The Bushman before he came into conflict with European culture and law, with his spirit safely contained in his traditional stories, says van der Post, knew nothing of “that isolation which secretly eats away the courage and individuality of modern man.” Rather—
Armed only with his native wit and his bow and arrow, wherever he went he belonged, feeling kinship with everyone and everything he met on the way from birth to death. I myself would define his ‘participation mystique’ as a sense of being known; wherever he went he felt known, whatever he encountered, starlight, cloud, tree, or animal, knew him.

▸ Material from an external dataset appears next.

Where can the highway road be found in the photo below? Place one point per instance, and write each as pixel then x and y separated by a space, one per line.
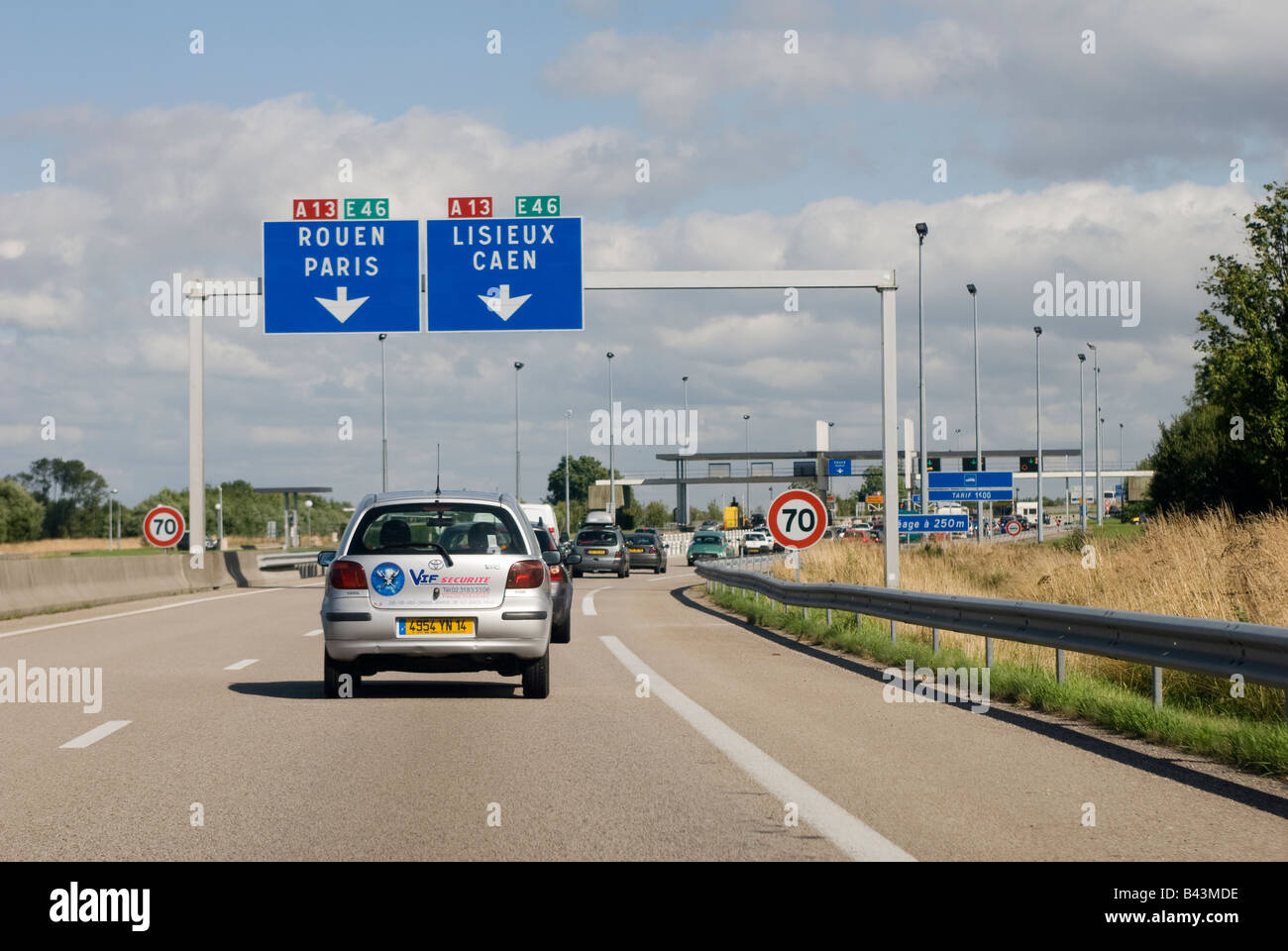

Those of my readers unfamiliar with van der Post’s writings will no doubt be thinking skeptically about now, Isn’t this just one more book romanticizing of the ‘primitive,’ of which we have known so many? Does the author conclude that we of the literate West are doomed to alienation because there is no way to return to our mythical ‘origins’? Happily—although not at all easily—this is not where Laurens van der Post would lead and leave us. The structure of this book echoes the much longer work of Marcel Proust. Part One of The Heart of the Hunter is “World Lost,” Part Two, “World Between,” and Part Three, “World Regained.” We can, the author believes (along with Proust), “regain” a feeling for the meaning of life and for belonging in the world. All it takes is that we do not let our commitment to words bar the contribution of images to our sense of belonging, that our appreciation for science not blind us to the grace to be found in imagination, mythic narrative and poetry.

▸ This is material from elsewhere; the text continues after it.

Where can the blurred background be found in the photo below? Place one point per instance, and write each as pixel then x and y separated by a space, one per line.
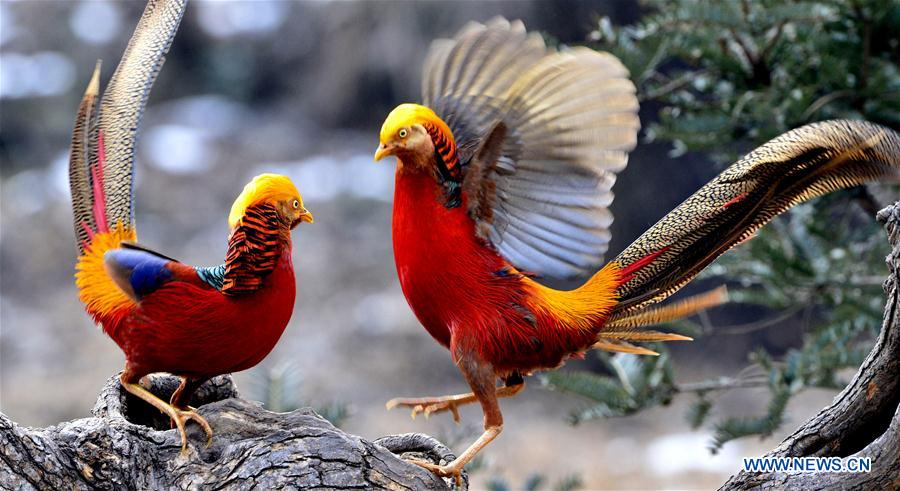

Laurens van der post himself (1906-1996) was blessed with the soul of a poet and with a childhood that nurtured that soul. His attunement to the world around him was extraordinary. There is scarcely a sentence in this book unworthy of being quoted, but I will close today with a short excerpt from near the beginning, since in the beginning is the end and in the end the beginning:
The last red glow in the west died down behind the purple range of cloud, and it went utterly dark beyond our camp. Our own fires rose higher than ever, straining like a gothic spire towards the stars which were appearing in unusual numbers. Soon the stars were great and loud with light until the sky trembled like an electric bell, while every now and then from the horizon the lightning swept a long sort of lighthouse beam over us. At last the Bushmen stood up from their work with a deep sigh of satisfaction and wiped their hands on stubbles of grass. ... As always their fires were more circumspect than our own. Ours was a cathedral of flames, theirs little more than slender candles burning in a night devout under stars.
The sight stirred me deeply....
2 comments:
I am fascinated by deserts, and love to hear stories about them. The thought of actually (sorry PJ) going to a real desert gives me the fantods. It doesn't surprise me a bit that writers are moved to poetry, philosophy and mysticism by a desert experience. Good. I can read their stories from my perch in the woods. Next to the Bay. In winter. Winter would be a good time to read this book.
So interesting how different people are, how differently two women similar in many ways respond to the same habitat idea. In winter I love to read about the Arctic! The desert doesn't really attract me, but the Arctic "wastelands" do.